The short answer is yes. However, I don’t make a distinction between God and Spirit. God is Spirit (John 4:24). I also have no reason to believe I have ever experienced a personal God. There is no supernatural intelligent being speaking to me, as far as I’m aware, so its easier for me to imagine the Spirit in pantheistic terms. My thinking has often been influenced by powerful and timely waves of emotion or feeling, to the point where I call them deeply spiritual experiences, so I do believe I share common God-experiences with others whose lives are guided in the same manner. I just don’t know who or what this guide is. Let’s call this mystery the Spirit, or if you prefer, we can simply call it God.

Curiously, your description of having His Spirit within you, as defined in your book, struck home for me. Many years ago, I was involved with a business group that met to discuss the very topics we are discussing... With one added issue... They baptized in the Holy Spirit... Many spoke in tongues...

For me, my baptism came when I was alone, reading...And it was just as you described it.
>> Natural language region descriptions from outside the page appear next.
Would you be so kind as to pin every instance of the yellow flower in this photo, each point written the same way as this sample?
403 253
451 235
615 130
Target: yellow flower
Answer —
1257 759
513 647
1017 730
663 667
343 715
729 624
It was an overwhelming touch of warmth and love...during which I think I prayed for anybody and everybody and have no knowledge of how long it lasted. But it was short... I spoke in tongues and have, on occasion, revisited that experience... Like those you mentioned, though, this is not an ongoing activity... But, of course, I have not been a member of a group or church where this was part of their experience in worship...

What I've always been curious about was why and how that experience is not ongoing... My own thoughts was that, no matter what, we live in this world... And this world is just not able to sustain that devotion, unfortunately... But, no matter what, the majority of time I've felt the indwelling of the Spirit... Then, quickly have to admit, that I have also gone through times when I no longer felt His Spirit and lost myself in despair... 

It’s special, isn’t it, this Spirit? These are the experiences which convince me that we are more than matter. And yet, we can’t grab them and hold on, we can’t quite keep the emotions from slipping away. I would love someday to hear about your speaking in tongues. 

What is your opinion about why (1) there are so many, many different religions, and (2) why individuals find it so hard to accept the religion of somebody if it is not theirs?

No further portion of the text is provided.